Good point -- it probably can't access system fonts since you replaced subprocess.Popen. We could theoretically enable cache reading (but not writing) on production, but it would be a low priority for us.

As for dateutil.rrule: ah, I see you are trying to directly import it yourself ("from dateutil import rrule"). We do not currently provide the top-level dateutil package on App Engine. Matplotlib has access to its own internal version of dateutil, but this is not intended for use outside of Matplotlib.

Is it necessary to manually import dateutil for ordinary use with Matplotlib? If so, we probably need to change how we make dateutil available. The examples I have seen (e.g., http://matplotlib.org/examples/pylab_examples/date_demo_rrule.html) do not directly use dateutil. If you need to use dateutil for non-Matplotlib-related purposes, then our current advice is to include it with your app.

Dima Tisnek (author) 11 years, 2 months ago  # | flag

Hey, get in touch on g+.

Andrew Toler 10 years ago  # | flag

Hi Dima. Can you put a listing of all the files that are in your test app's directory? I am trying to make this work and failing miserably. Thanks, Andrew

Dima Tisnek (author) 9 years, 11 months ago  # | flag

Andrew, sorry I don't have a local copy of the source for exact listing anymore. I guess I could extract it from live demo somehow. Fundamentally I ran it locally under strace and checked what files were actually opened.

David Bliss 9 years, 7 months ago  # | flag

Hi Dima. I'm hoping for a little clarification on this. I've been trying to get things working locally on a Mac but can't import matplotlib when running GAE locally.

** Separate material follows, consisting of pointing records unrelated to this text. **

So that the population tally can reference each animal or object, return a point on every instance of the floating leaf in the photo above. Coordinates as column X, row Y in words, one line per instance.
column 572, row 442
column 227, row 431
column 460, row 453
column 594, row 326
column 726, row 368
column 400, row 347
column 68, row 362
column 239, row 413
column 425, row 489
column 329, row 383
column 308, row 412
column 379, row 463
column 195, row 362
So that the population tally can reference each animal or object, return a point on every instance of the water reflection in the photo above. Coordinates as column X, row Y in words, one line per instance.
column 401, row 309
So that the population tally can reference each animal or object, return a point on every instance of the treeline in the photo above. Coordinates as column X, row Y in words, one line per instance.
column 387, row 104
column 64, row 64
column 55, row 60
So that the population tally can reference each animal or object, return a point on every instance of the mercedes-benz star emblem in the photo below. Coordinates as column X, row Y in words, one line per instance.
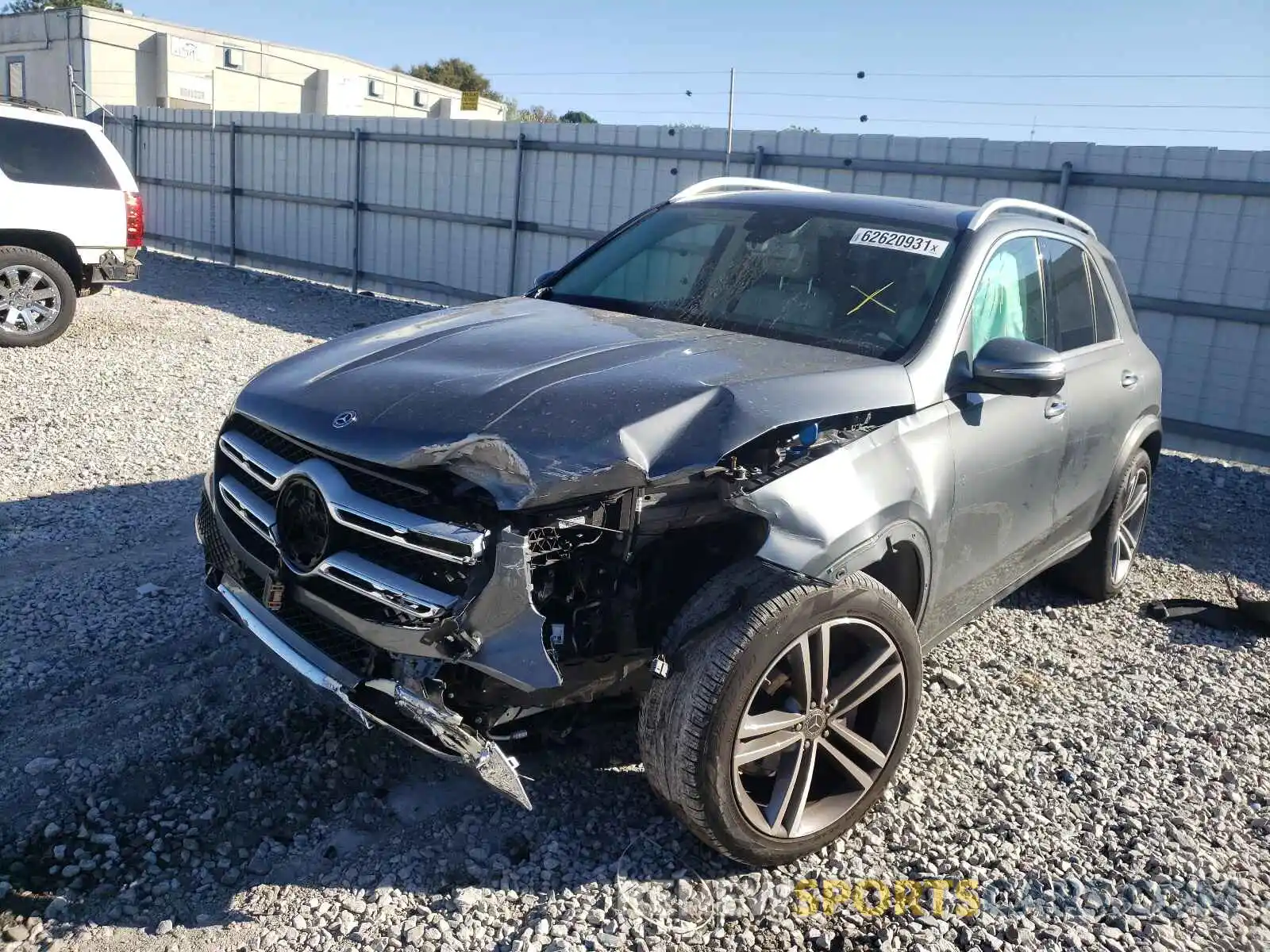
column 304, row 524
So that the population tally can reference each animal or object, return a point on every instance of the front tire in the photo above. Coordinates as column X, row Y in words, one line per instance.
column 37, row 298
column 785, row 714
column 1102, row 570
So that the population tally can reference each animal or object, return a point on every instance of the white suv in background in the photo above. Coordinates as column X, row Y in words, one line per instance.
column 70, row 220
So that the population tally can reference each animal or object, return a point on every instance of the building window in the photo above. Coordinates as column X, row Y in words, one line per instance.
column 14, row 80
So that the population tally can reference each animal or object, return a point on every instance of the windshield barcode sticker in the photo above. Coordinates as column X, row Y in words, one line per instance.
column 899, row 241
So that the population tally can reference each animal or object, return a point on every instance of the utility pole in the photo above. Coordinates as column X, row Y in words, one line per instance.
column 732, row 94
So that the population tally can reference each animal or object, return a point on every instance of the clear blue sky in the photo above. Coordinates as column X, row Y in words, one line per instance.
column 656, row 51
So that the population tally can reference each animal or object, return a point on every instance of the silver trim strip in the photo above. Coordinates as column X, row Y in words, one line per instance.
column 384, row 585
column 258, row 514
column 1022, row 205
column 714, row 187
column 267, row 467
column 302, row 666
column 353, row 509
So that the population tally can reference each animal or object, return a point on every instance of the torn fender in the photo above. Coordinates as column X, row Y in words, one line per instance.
column 829, row 508
column 506, row 625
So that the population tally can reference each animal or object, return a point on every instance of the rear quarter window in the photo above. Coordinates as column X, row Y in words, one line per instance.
column 1121, row 290
column 40, row 154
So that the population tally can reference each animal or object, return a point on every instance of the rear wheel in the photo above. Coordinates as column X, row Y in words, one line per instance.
column 37, row 298
column 784, row 720
column 1102, row 569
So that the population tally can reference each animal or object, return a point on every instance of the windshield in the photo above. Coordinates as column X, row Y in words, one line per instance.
column 810, row 276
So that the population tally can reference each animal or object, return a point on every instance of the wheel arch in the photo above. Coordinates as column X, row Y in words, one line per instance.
column 899, row 558
column 57, row 247
column 1147, row 433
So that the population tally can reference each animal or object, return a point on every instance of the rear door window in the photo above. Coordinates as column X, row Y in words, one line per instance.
column 1104, row 321
column 41, row 154
column 1071, row 309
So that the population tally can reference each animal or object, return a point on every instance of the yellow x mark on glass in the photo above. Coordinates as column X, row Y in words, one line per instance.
column 870, row 298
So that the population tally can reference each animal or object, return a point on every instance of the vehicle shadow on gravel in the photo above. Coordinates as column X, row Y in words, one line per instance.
column 154, row 767
column 313, row 310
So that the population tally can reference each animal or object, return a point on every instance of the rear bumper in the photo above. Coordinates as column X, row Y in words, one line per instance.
column 114, row 270
column 380, row 702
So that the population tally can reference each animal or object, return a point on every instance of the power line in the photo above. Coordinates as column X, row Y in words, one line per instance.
column 789, row 117
column 895, row 75
column 899, row 99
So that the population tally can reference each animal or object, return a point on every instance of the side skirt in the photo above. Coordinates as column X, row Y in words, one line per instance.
column 1053, row 559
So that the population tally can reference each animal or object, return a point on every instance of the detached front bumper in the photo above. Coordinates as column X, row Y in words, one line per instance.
column 112, row 270
column 421, row 721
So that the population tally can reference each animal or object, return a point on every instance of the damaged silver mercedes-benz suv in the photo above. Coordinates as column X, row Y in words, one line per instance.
column 745, row 460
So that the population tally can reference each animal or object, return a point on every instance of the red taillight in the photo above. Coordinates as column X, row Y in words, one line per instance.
column 137, row 219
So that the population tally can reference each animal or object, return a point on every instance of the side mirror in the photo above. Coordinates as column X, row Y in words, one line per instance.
column 1018, row 367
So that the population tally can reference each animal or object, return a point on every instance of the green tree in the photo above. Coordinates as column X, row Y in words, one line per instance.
column 535, row 113
column 37, row 6
column 456, row 74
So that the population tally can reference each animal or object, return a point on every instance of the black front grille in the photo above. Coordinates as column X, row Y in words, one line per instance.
column 432, row 493
column 341, row 647
column 464, row 505
column 216, row 550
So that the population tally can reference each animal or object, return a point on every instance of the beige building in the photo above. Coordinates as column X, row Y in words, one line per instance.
column 120, row 59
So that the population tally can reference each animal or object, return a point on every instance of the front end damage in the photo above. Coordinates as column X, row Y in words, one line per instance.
column 425, row 723
column 427, row 602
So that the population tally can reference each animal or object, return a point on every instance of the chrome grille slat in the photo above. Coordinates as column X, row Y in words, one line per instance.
column 254, row 460
column 353, row 509
column 253, row 511
column 385, row 587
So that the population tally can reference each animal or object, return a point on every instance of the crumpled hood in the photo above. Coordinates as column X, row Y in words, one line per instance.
column 540, row 401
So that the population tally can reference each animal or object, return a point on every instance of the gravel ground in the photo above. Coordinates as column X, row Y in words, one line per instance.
column 1104, row 778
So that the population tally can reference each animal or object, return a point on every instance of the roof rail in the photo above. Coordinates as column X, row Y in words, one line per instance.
column 714, row 187
column 29, row 105
column 1020, row 205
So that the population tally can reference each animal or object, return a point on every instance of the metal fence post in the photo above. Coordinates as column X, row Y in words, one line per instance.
column 1064, row 182
column 233, row 194
column 516, row 209
column 357, row 209
column 137, row 146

Did you add a copy of the matplotlib module within your GAE project directory (e.g. under a lib folder) and import it from there when running GAE localy, or were you able to import it from the OS module path where it is imported from when running Python outside of GAE?

Dima Tisnek (author) 9 years, 4 months ago  # | flag

@David I don't think I have sources from that little project any longer.

Please re-read recipe text carefully, at that time it worked fine, the idea was to dynamically cache matplotlib's files into the project by running this python file from command line without GAE, then package it all into a GAE app.